- Born: Bapora, Haryana, India
- Allegiance: Republic of India
- Branch: Indian Army
- Rank: Colonel
- Service number: IC-2016
- Unit: 1 RAJPUT
- Conflicts: Indo-Pakistani War of 1947–1948
- Awards: Vir Chakra

= Brijpal Singh =

Colonel Brijpal Singh was an officer of Indian Army who served with the Rajput Regiment. He was awarded Vir Chakra for his bravery in Indo-Pakistani War of 1947–1948.

== Personal life ==
He was Tanwar Rajput with roots in Bapora village in Bhiwani district of Haryana.

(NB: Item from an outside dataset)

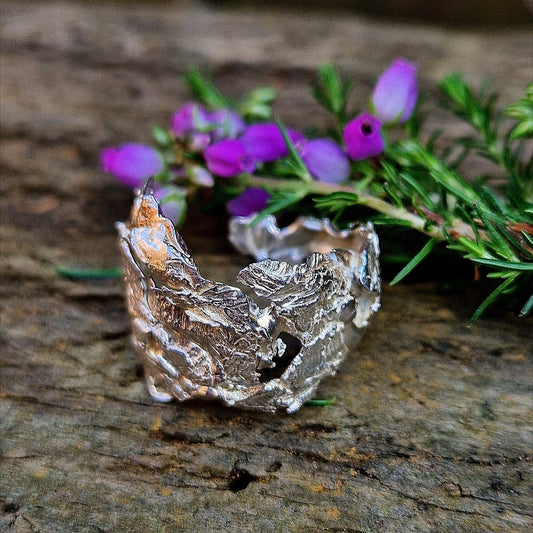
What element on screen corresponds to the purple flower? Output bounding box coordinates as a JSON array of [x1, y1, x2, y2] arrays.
[[372, 58, 418, 125], [343, 113, 385, 161], [210, 109, 246, 140], [171, 102, 211, 139], [240, 123, 305, 163], [204, 139, 255, 177], [100, 143, 163, 188], [299, 139, 350, 184], [227, 187, 271, 217]]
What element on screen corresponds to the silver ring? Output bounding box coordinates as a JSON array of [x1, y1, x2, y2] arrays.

He was born to Rao Bahadur Lieutenant Thakur Sukhpal Singh who, was a recipient of Indian Distinguished Service Medal and administrator at erstwhile Bhajji State. Prior to his retirement in 1940, his father, who was a member of the British Indian Army, had actively fought in both World Wars I and II. His grandfather Sardar Bahadur Captain Umda Singh was a Member of Royal Victorian Order and Aide-de-camp to King of United Kingdom Edward VII during his time. Later, he remained Honorary Magistrate of Tehsil Bhiwani.

== Education ==
After graduating from high school in Bhiwani, Major Singh enrolled in St Stephens College Delhi to pursue a senior secondary degree. He was commissioned into 1 RAJPUT on 16 September 1941.

== Military career ==
During the battle of Major Brijpal Singh was Second in Command of 1 RAJPUT. On o6 February, he was informed about the near annihilation of the forward most section of his battalion by the enemy but some men were still resisting the enemy’s advance and the post had not yet fallen. Since the reinforcement had not yet arrived, Major Singh collected some twelve men from the Battalion Headquarters and rushed forward immediately. After having regrouped, the enemy launched another attack on the post with more vigour. Though heavily outnumbered, the twelve men held on and broke the momentum of the enemy’s attack. Major Singh moved from trench to trench, inspiring the men. He kept on inspiring his men to fight the enemy to the last man, which broke the enemy morale, and eventually the enemy had to retreat leaving many casualties behind.^{[1]}

Major Brijpal Singh displayed gallantry, inspiring leadership, and exemplary tenacity throughout the action and was awarded Vir Chakra for his dauntless courage.
----

=== Vir Chakra Citation ===

CITATION

MAJOR BRIJPAL SINGH (IC-2016)

1ST BATTALION THE RAJPUT REGIMENT
On 6 February 1948, the enemy in overwhelming numbers attacked one of our key positions in Naushera in J&K. Major Brijpal Singh, who was in charge of a picquet with only two platoons under him, repulsed the attacks several times inflicting heavy casualties on the enemy.

Regardless of his personal safety, Major Brijpal Singh kept on inspiring his men to fight the enemy to the last man, which broke the enemy morale, and eventually the enemy had to retreat leaving many casualties behind.